Vier Tage war die junge Frau mit einem Beduinenstamm in Jordanien unterwegs. Die Reise liegt mehr als ein Jahr zurück, aber Aglaia Wieland ist von dem Erlebnis noch tief beeindruckt. »In der Wüste ist es so still, dass es fast wehtut«, sagt sie.

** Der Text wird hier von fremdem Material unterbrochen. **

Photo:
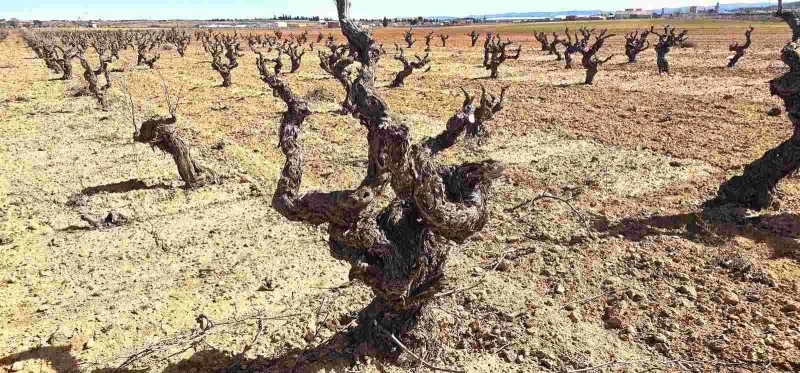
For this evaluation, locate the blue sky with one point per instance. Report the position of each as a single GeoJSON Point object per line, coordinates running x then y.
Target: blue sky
{"type": "Point", "coordinates": [204, 9]}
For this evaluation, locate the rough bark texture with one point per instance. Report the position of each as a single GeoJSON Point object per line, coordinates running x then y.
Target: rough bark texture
{"type": "Point", "coordinates": [229, 44]}
{"type": "Point", "coordinates": [295, 53]}
{"type": "Point", "coordinates": [635, 43]}
{"type": "Point", "coordinates": [666, 41]}
{"type": "Point", "coordinates": [590, 61]}
{"type": "Point", "coordinates": [755, 187]}
{"type": "Point", "coordinates": [739, 49]}
{"type": "Point", "coordinates": [553, 46]}
{"type": "Point", "coordinates": [474, 36]}
{"type": "Point", "coordinates": [337, 63]}
{"type": "Point", "coordinates": [571, 47]}
{"type": "Point", "coordinates": [494, 54]}
{"type": "Point", "coordinates": [90, 75]}
{"type": "Point", "coordinates": [541, 37]}
{"type": "Point", "coordinates": [428, 38]}
{"type": "Point", "coordinates": [159, 132]}
{"type": "Point", "coordinates": [399, 251]}
{"type": "Point", "coordinates": [144, 42]}
{"type": "Point", "coordinates": [408, 67]}
{"type": "Point", "coordinates": [408, 37]}
{"type": "Point", "coordinates": [181, 39]}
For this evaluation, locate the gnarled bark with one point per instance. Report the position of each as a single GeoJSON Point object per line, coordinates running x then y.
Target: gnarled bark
{"type": "Point", "coordinates": [755, 187]}
{"type": "Point", "coordinates": [219, 43]}
{"type": "Point", "coordinates": [474, 35]}
{"type": "Point", "coordinates": [159, 132]}
{"type": "Point", "coordinates": [494, 54]}
{"type": "Point", "coordinates": [90, 75]}
{"type": "Point", "coordinates": [408, 37]}
{"type": "Point", "coordinates": [337, 63]}
{"type": "Point", "coordinates": [295, 53]}
{"type": "Point", "coordinates": [181, 39]}
{"type": "Point", "coordinates": [443, 38]}
{"type": "Point", "coordinates": [571, 47]}
{"type": "Point", "coordinates": [553, 46]}
{"type": "Point", "coordinates": [541, 37]}
{"type": "Point", "coordinates": [144, 42]}
{"type": "Point", "coordinates": [739, 49]}
{"type": "Point", "coordinates": [400, 251]}
{"type": "Point", "coordinates": [635, 43]}
{"type": "Point", "coordinates": [666, 41]}
{"type": "Point", "coordinates": [428, 38]}
{"type": "Point", "coordinates": [408, 67]}
{"type": "Point", "coordinates": [590, 61]}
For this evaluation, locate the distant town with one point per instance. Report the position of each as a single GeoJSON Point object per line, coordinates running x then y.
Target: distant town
{"type": "Point", "coordinates": [317, 22]}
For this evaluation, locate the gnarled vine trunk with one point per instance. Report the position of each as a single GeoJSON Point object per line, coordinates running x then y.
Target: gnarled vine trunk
{"type": "Point", "coordinates": [400, 250]}
{"type": "Point", "coordinates": [159, 132]}
{"type": "Point", "coordinates": [755, 187]}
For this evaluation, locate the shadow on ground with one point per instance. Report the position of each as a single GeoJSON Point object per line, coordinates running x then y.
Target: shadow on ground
{"type": "Point", "coordinates": [715, 227]}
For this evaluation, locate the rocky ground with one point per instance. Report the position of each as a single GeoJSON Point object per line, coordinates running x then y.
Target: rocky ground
{"type": "Point", "coordinates": [655, 284]}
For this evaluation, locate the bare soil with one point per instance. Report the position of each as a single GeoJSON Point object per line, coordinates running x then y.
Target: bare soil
{"type": "Point", "coordinates": [662, 285]}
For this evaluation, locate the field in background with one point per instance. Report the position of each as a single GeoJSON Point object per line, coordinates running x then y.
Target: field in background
{"type": "Point", "coordinates": [636, 152]}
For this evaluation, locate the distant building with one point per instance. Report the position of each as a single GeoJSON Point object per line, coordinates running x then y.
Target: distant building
{"type": "Point", "coordinates": [633, 13]}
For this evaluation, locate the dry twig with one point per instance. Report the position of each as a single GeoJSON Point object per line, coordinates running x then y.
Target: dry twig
{"type": "Point", "coordinates": [547, 196]}
{"type": "Point", "coordinates": [408, 351]}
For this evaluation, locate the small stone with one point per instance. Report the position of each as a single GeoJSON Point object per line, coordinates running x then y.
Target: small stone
{"type": "Point", "coordinates": [504, 266]}
{"type": "Point", "coordinates": [730, 298]}
{"type": "Point", "coordinates": [717, 346]}
{"type": "Point", "coordinates": [689, 291]}
{"type": "Point", "coordinates": [16, 367]}
{"type": "Point", "coordinates": [614, 322]}
{"type": "Point", "coordinates": [774, 111]}
{"type": "Point", "coordinates": [509, 355]}
{"type": "Point", "coordinates": [544, 355]}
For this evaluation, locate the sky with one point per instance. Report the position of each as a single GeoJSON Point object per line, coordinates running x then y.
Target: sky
{"type": "Point", "coordinates": [207, 9]}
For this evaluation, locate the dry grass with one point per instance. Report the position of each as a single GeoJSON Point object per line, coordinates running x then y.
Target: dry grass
{"type": "Point", "coordinates": [607, 147]}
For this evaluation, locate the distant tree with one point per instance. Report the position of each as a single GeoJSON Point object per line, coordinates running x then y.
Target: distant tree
{"type": "Point", "coordinates": [739, 49]}
{"type": "Point", "coordinates": [590, 61]}
{"type": "Point", "coordinates": [474, 35]}
{"type": "Point", "coordinates": [666, 41]}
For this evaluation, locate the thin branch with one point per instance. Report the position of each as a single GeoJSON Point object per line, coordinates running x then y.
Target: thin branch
{"type": "Point", "coordinates": [587, 300]}
{"type": "Point", "coordinates": [404, 348]}
{"type": "Point", "coordinates": [547, 196]}
{"type": "Point", "coordinates": [483, 278]}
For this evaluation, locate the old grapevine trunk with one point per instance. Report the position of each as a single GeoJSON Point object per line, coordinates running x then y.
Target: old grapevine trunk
{"type": "Point", "coordinates": [754, 188]}
{"type": "Point", "coordinates": [399, 250]}
{"type": "Point", "coordinates": [159, 132]}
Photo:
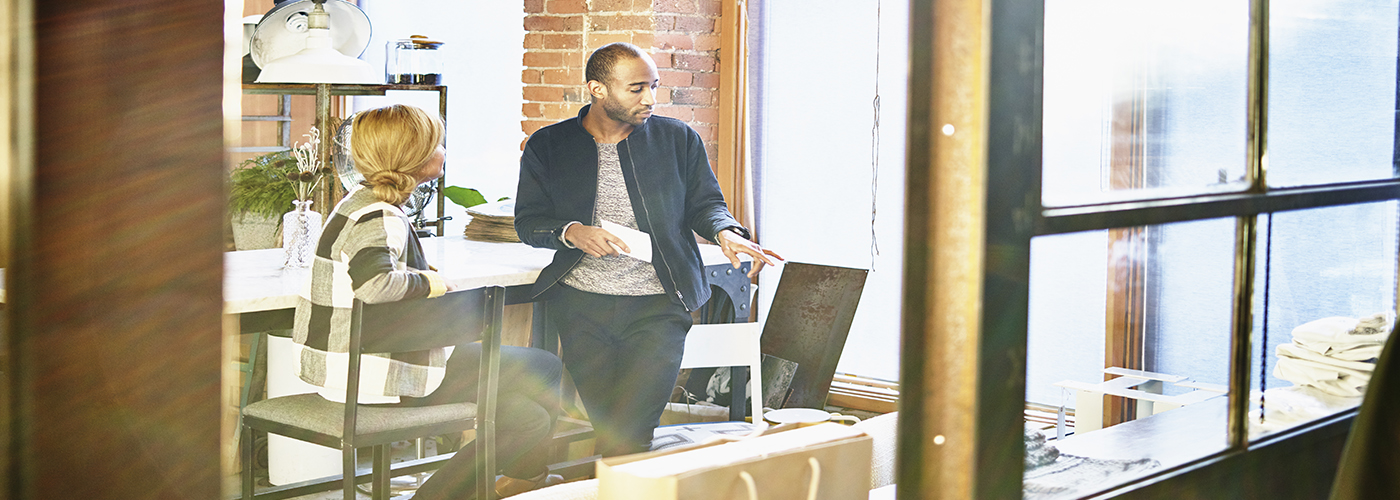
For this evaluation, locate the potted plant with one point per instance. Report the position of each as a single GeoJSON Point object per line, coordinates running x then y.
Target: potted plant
{"type": "Point", "coordinates": [259, 192]}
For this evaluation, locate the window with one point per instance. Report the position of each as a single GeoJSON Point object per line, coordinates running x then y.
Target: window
{"type": "Point", "coordinates": [1171, 234]}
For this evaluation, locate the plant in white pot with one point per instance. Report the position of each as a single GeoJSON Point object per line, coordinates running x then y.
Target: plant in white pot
{"type": "Point", "coordinates": [259, 192]}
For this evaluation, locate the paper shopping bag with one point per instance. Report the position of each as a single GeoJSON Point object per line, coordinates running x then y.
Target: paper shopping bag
{"type": "Point", "coordinates": [825, 461]}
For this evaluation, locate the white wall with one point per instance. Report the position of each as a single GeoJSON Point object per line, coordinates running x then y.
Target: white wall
{"type": "Point", "coordinates": [485, 45]}
{"type": "Point", "coordinates": [816, 179]}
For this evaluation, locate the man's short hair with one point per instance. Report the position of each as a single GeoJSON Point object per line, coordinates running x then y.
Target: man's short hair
{"type": "Point", "coordinates": [601, 62]}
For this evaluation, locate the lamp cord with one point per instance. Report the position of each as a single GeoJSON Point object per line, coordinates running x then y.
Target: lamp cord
{"type": "Point", "coordinates": [1263, 352]}
{"type": "Point", "coordinates": [875, 142]}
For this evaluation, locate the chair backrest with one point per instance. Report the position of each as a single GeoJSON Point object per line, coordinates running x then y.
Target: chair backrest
{"type": "Point", "coordinates": [420, 324]}
{"type": "Point", "coordinates": [808, 321]}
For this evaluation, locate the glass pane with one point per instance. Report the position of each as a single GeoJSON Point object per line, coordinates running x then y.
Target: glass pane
{"type": "Point", "coordinates": [1129, 345]}
{"type": "Point", "coordinates": [1144, 100]}
{"type": "Point", "coordinates": [1332, 285]}
{"type": "Point", "coordinates": [1332, 91]}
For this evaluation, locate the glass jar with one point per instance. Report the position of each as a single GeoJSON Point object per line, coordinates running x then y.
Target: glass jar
{"type": "Point", "coordinates": [415, 60]}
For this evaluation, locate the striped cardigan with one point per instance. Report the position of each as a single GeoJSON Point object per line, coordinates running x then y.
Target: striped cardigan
{"type": "Point", "coordinates": [367, 251]}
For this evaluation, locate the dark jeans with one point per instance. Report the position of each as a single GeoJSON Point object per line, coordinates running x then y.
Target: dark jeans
{"type": "Point", "coordinates": [623, 355]}
{"type": "Point", "coordinates": [527, 408]}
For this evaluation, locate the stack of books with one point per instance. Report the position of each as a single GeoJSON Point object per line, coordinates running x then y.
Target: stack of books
{"type": "Point", "coordinates": [493, 221]}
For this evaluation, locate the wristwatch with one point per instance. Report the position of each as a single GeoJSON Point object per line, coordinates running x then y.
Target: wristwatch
{"type": "Point", "coordinates": [559, 233]}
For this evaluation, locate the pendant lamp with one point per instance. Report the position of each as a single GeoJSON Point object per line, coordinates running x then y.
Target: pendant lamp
{"type": "Point", "coordinates": [321, 45]}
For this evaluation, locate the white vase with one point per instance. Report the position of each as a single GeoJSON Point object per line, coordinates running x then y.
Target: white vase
{"type": "Point", "coordinates": [300, 233]}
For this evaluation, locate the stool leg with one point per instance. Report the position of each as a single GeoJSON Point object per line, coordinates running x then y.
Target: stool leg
{"type": "Point", "coordinates": [347, 471]}
{"type": "Point", "coordinates": [247, 476]}
{"type": "Point", "coordinates": [380, 478]}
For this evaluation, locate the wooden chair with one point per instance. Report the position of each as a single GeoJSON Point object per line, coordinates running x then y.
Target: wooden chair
{"type": "Point", "coordinates": [410, 325]}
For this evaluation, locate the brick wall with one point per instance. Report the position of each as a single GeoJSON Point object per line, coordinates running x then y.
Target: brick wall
{"type": "Point", "coordinates": [682, 37]}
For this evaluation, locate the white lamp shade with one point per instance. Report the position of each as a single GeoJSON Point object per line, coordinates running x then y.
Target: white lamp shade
{"type": "Point", "coordinates": [319, 63]}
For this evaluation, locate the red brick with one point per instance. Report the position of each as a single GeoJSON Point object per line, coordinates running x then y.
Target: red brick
{"type": "Point", "coordinates": [693, 24]}
{"type": "Point", "coordinates": [599, 39]}
{"type": "Point", "coordinates": [683, 114]}
{"type": "Point", "coordinates": [675, 79]}
{"type": "Point", "coordinates": [543, 59]}
{"type": "Point", "coordinates": [692, 97]}
{"type": "Point", "coordinates": [674, 42]}
{"type": "Point", "coordinates": [620, 23]}
{"type": "Point", "coordinates": [704, 80]}
{"type": "Point", "coordinates": [695, 62]}
{"type": "Point", "coordinates": [576, 94]}
{"type": "Point", "coordinates": [566, 6]}
{"type": "Point", "coordinates": [543, 23]}
{"type": "Point", "coordinates": [557, 111]}
{"type": "Point", "coordinates": [542, 94]}
{"type": "Point", "coordinates": [577, 59]}
{"type": "Point", "coordinates": [707, 42]}
{"type": "Point", "coordinates": [612, 6]}
{"type": "Point", "coordinates": [675, 6]}
{"type": "Point", "coordinates": [709, 7]}
{"type": "Point", "coordinates": [559, 41]}
{"type": "Point", "coordinates": [662, 59]}
{"type": "Point", "coordinates": [707, 115]}
{"type": "Point", "coordinates": [529, 126]}
{"type": "Point", "coordinates": [562, 77]}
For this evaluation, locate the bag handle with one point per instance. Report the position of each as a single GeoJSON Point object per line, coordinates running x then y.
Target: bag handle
{"type": "Point", "coordinates": [811, 488]}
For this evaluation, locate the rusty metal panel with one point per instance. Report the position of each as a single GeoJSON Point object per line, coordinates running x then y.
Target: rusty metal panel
{"type": "Point", "coordinates": [808, 322]}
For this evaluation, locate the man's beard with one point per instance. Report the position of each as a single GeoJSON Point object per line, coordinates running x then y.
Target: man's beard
{"type": "Point", "coordinates": [620, 114]}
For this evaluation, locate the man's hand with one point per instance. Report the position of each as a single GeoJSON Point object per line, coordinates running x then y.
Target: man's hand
{"type": "Point", "coordinates": [732, 244]}
{"type": "Point", "coordinates": [594, 240]}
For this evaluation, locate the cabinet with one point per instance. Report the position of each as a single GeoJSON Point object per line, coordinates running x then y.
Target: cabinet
{"type": "Point", "coordinates": [332, 192]}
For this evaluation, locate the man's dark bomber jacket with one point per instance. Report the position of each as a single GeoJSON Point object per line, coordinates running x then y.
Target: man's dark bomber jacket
{"type": "Point", "coordinates": [668, 179]}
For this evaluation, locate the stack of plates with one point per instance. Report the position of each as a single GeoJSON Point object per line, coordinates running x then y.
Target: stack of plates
{"type": "Point", "coordinates": [493, 221]}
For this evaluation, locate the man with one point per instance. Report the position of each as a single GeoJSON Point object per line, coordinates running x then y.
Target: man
{"type": "Point", "coordinates": [622, 321]}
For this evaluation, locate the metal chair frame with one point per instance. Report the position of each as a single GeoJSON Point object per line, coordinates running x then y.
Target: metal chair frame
{"type": "Point", "coordinates": [385, 328]}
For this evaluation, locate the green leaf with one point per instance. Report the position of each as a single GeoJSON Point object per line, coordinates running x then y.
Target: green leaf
{"type": "Point", "coordinates": [259, 185]}
{"type": "Point", "coordinates": [464, 196]}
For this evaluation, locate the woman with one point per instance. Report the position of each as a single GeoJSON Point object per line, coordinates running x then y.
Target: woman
{"type": "Point", "coordinates": [368, 251]}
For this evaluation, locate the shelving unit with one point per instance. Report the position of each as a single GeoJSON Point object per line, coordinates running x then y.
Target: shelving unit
{"type": "Point", "coordinates": [332, 192]}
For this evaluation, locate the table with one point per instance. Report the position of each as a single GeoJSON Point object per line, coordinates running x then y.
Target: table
{"type": "Point", "coordinates": [261, 294]}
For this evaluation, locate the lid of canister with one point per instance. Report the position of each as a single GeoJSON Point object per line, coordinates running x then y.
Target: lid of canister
{"type": "Point", "coordinates": [420, 42]}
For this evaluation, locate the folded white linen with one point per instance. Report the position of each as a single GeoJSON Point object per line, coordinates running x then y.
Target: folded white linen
{"type": "Point", "coordinates": [1291, 350]}
{"type": "Point", "coordinates": [1357, 352]}
{"type": "Point", "coordinates": [1341, 331]}
{"type": "Point", "coordinates": [1330, 381]}
{"type": "Point", "coordinates": [1287, 406]}
{"type": "Point", "coordinates": [1330, 376]}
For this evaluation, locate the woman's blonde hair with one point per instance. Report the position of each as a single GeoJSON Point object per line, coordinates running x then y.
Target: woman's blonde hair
{"type": "Point", "coordinates": [391, 144]}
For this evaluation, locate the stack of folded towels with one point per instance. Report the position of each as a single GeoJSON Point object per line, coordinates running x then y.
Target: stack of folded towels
{"type": "Point", "coordinates": [1334, 355]}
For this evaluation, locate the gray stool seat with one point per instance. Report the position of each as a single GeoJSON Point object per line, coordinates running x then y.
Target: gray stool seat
{"type": "Point", "coordinates": [314, 413]}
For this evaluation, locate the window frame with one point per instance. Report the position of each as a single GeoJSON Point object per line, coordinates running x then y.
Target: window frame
{"type": "Point", "coordinates": [945, 455]}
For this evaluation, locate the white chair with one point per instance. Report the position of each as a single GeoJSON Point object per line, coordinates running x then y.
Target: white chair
{"type": "Point", "coordinates": [732, 345]}
{"type": "Point", "coordinates": [728, 345]}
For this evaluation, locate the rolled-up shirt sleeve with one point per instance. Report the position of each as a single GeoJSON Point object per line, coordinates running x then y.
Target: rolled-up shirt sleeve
{"type": "Point", "coordinates": [374, 247]}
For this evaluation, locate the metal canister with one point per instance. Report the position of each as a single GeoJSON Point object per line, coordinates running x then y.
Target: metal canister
{"type": "Point", "coordinates": [415, 60]}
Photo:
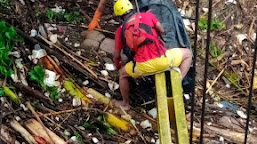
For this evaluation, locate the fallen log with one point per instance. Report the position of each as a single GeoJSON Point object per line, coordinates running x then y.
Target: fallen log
{"type": "Point", "coordinates": [30, 92]}
{"type": "Point", "coordinates": [6, 137]}
{"type": "Point", "coordinates": [36, 129]}
{"type": "Point", "coordinates": [25, 134]}
{"type": "Point", "coordinates": [61, 57]}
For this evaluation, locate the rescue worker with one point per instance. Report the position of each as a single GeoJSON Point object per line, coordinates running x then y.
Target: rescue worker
{"type": "Point", "coordinates": [141, 31]}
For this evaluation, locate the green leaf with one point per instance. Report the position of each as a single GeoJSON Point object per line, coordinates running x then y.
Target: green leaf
{"type": "Point", "coordinates": [10, 33]}
{"type": "Point", "coordinates": [37, 74]}
{"type": "Point", "coordinates": [215, 52]}
{"type": "Point", "coordinates": [53, 93]}
{"type": "Point", "coordinates": [50, 14]}
{"type": "Point", "coordinates": [12, 96]}
{"type": "Point", "coordinates": [1, 91]}
{"type": "Point", "coordinates": [88, 125]}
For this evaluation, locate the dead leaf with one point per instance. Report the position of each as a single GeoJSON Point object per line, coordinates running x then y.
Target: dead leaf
{"type": "Point", "coordinates": [255, 82]}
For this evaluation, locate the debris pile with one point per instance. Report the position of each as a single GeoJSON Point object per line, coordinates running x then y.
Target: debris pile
{"type": "Point", "coordinates": [57, 79]}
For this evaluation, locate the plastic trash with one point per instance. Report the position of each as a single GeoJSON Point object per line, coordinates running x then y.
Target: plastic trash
{"type": "Point", "coordinates": [228, 105]}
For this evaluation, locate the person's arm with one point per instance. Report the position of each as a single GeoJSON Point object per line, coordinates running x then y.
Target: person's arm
{"type": "Point", "coordinates": [157, 25]}
{"type": "Point", "coordinates": [94, 22]}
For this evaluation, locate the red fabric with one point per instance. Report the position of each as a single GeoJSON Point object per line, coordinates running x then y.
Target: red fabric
{"type": "Point", "coordinates": [146, 52]}
{"type": "Point", "coordinates": [117, 63]}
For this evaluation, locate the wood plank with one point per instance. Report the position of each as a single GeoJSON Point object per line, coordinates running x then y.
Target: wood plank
{"type": "Point", "coordinates": [177, 93]}
{"type": "Point", "coordinates": [162, 109]}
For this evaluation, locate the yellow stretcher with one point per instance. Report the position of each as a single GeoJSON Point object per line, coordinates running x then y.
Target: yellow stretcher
{"type": "Point", "coordinates": [171, 110]}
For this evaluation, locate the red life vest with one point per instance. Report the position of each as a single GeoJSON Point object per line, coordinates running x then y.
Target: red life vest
{"type": "Point", "coordinates": [135, 34]}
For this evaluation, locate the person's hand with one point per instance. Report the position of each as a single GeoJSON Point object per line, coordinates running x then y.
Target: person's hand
{"type": "Point", "coordinates": [94, 22]}
{"type": "Point", "coordinates": [117, 64]}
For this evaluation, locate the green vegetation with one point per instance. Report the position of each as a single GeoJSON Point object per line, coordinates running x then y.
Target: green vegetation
{"type": "Point", "coordinates": [214, 51]}
{"type": "Point", "coordinates": [215, 24]}
{"type": "Point", "coordinates": [8, 39]}
{"type": "Point", "coordinates": [101, 124]}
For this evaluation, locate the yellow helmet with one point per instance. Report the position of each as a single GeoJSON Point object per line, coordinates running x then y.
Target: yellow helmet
{"type": "Point", "coordinates": [122, 6]}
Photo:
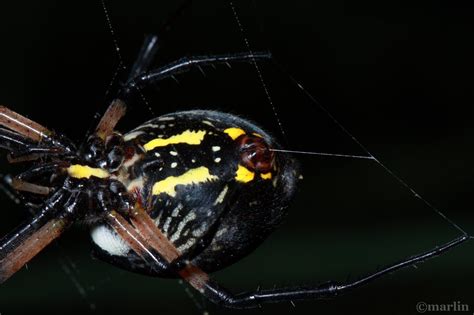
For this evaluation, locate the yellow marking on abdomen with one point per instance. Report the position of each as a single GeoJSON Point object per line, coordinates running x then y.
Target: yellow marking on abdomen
{"type": "Point", "coordinates": [244, 175]}
{"type": "Point", "coordinates": [234, 133]}
{"type": "Point", "coordinates": [84, 171]}
{"type": "Point", "coordinates": [193, 176]}
{"type": "Point", "coordinates": [188, 137]}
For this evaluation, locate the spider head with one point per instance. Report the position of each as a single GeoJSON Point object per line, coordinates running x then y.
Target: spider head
{"type": "Point", "coordinates": [107, 154]}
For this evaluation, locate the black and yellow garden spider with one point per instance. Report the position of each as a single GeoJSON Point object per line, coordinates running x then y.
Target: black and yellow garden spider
{"type": "Point", "coordinates": [98, 171]}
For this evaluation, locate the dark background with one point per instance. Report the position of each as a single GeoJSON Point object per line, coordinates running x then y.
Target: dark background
{"type": "Point", "coordinates": [397, 76]}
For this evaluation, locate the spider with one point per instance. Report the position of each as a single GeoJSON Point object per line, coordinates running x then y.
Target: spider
{"type": "Point", "coordinates": [181, 195]}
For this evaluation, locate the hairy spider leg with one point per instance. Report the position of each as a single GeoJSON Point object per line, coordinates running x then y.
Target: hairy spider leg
{"type": "Point", "coordinates": [23, 125]}
{"type": "Point", "coordinates": [151, 238]}
{"type": "Point", "coordinates": [111, 117]}
{"type": "Point", "coordinates": [187, 63]}
{"type": "Point", "coordinates": [12, 141]}
{"type": "Point", "coordinates": [27, 240]}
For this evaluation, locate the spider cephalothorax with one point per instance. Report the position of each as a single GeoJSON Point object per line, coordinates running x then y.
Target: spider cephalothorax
{"type": "Point", "coordinates": [192, 171]}
{"type": "Point", "coordinates": [180, 195]}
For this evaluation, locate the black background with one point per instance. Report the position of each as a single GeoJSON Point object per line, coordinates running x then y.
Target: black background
{"type": "Point", "coordinates": [397, 76]}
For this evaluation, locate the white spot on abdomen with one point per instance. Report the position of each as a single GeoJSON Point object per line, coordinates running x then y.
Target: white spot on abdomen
{"type": "Point", "coordinates": [109, 241]}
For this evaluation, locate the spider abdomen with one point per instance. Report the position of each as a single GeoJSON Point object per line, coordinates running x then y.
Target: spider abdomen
{"type": "Point", "coordinates": [210, 182]}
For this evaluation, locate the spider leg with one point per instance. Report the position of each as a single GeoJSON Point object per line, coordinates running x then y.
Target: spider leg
{"type": "Point", "coordinates": [145, 56]}
{"type": "Point", "coordinates": [22, 185]}
{"type": "Point", "coordinates": [23, 125]}
{"type": "Point", "coordinates": [330, 289]}
{"type": "Point", "coordinates": [26, 241]}
{"type": "Point", "coordinates": [13, 141]}
{"type": "Point", "coordinates": [152, 237]}
{"type": "Point", "coordinates": [186, 64]}
{"type": "Point", "coordinates": [111, 117]}
{"type": "Point", "coordinates": [7, 189]}
{"type": "Point", "coordinates": [151, 45]}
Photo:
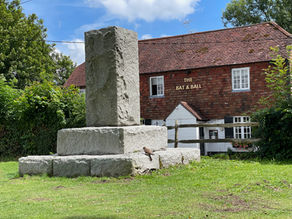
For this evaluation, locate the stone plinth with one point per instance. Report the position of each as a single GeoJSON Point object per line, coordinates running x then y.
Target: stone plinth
{"type": "Point", "coordinates": [110, 140]}
{"type": "Point", "coordinates": [105, 165]}
{"type": "Point", "coordinates": [112, 77]}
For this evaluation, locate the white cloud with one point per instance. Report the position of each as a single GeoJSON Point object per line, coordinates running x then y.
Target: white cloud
{"type": "Point", "coordinates": [148, 10]}
{"type": "Point", "coordinates": [76, 51]}
{"type": "Point", "coordinates": [146, 36]}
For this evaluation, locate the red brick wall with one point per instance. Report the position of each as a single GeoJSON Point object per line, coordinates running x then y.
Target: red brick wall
{"type": "Point", "coordinates": [214, 99]}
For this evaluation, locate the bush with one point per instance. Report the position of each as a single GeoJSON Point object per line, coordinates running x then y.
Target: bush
{"type": "Point", "coordinates": [34, 116]}
{"type": "Point", "coordinates": [275, 131]}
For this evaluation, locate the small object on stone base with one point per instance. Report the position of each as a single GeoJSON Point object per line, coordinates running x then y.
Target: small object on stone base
{"type": "Point", "coordinates": [148, 152]}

Tagsüber die scheinbar unendliche Weite, nachts der gewaltige Sternenhimmel, diese Erfahrung hat ihre Maßstäbe verändert. »In der Wüste wird mir klar, wie klein der Mensch ist«, sagt sie.

Mit der Wüste hat Aglaia Wieland seit einiger Zeit auch beruflich zu tun. Die Mittdreißigerin ist Chefstrategin der Desertec Industrial Initiative (Dii) GmbH, einer zwei Jahre jungen Planungsfirma, die den sogenannten Desertec-Plan umsetzen soll.

Desertec, das sind riesige Sonnen- und Windkraftanlagen in der nordafrikanischen Wüste . Der Wüstenstrom soll nach den Vorstellungen der Initiatoren zum einen den Energiehunger in Nordafrika lindern, zum anderen Europa den baldigen Abschied von Atom- und Kohlestrom ermöglichen. Im Jahr 2050, so der Plan, könnte Afrika auf diese Weise rund 15 Prozent des europäischen Strombedarfs decken.

Aglaia Wielands Schreibtisch steht in einer Jugendstilvilla in der Münchner Innenstadt. Dort residiert die Projektgesellschaft mit ihren 30 Mitarbeitern. Sie wurde von der Desertec Foundation gemeinsam mit zwölf großen deutschen Unternehmen aus der Taufe gehoben: Die Deutsche Bank ist dabei, der Elektrotechnik-Konzern ABB, der Stromriese E.on, die Versicherung Munich Re und Siemens.

Die Liste hat das Image geprägt. »Es entsteht oft der Eindruck, dass wir in erster Linie deutsche Interessen vertreten«, sagt Wieland. »Das ist falsch.« Mittlerweile hätten sich 50 Partner aus 15 Ländern der Initiative angeschlossen.

Als Mädchen arbeitete sie hart an einer Karriere als Pianistin

Nirgendwo auf der Welt gibt es so viel Photovoltaikanlagen wie in Deutschland, was bei Licht betrachtet merkwürdig ist. »Die hiesige Sonneneinstrahlung entspricht etwa der von Alaska«, sagt Wieland. »Wesentlich sinnvoller ist es, die Anlagen da aufzustellen, wo die Sonne stark scheint.«

Auf Deutschland scheint durchschnittlich an 1.550 Stunden im Jahr die Sonne, auf Ägypten strahlt sie dreimal so lange und überdies viel intensiver.

Mit 400 Milliarden Euro werde Desertec womöglich teurer als die Mondlandung, stand in etlichen Zeitungen zu lesen. Aglaia Wieland gefällt der Vergleich zum amerikanischen Mondprogramm, aber finanziell gesehen hält sie ihn für falsch: »Für die Mondlandung haben große Budgets bereitgestanden, während wir uns um die Finanzierung jedes einzelnen Projekts kümmern müssen.« Was das alles am Ende kosten werde, sei noch unbekannt. Punkt.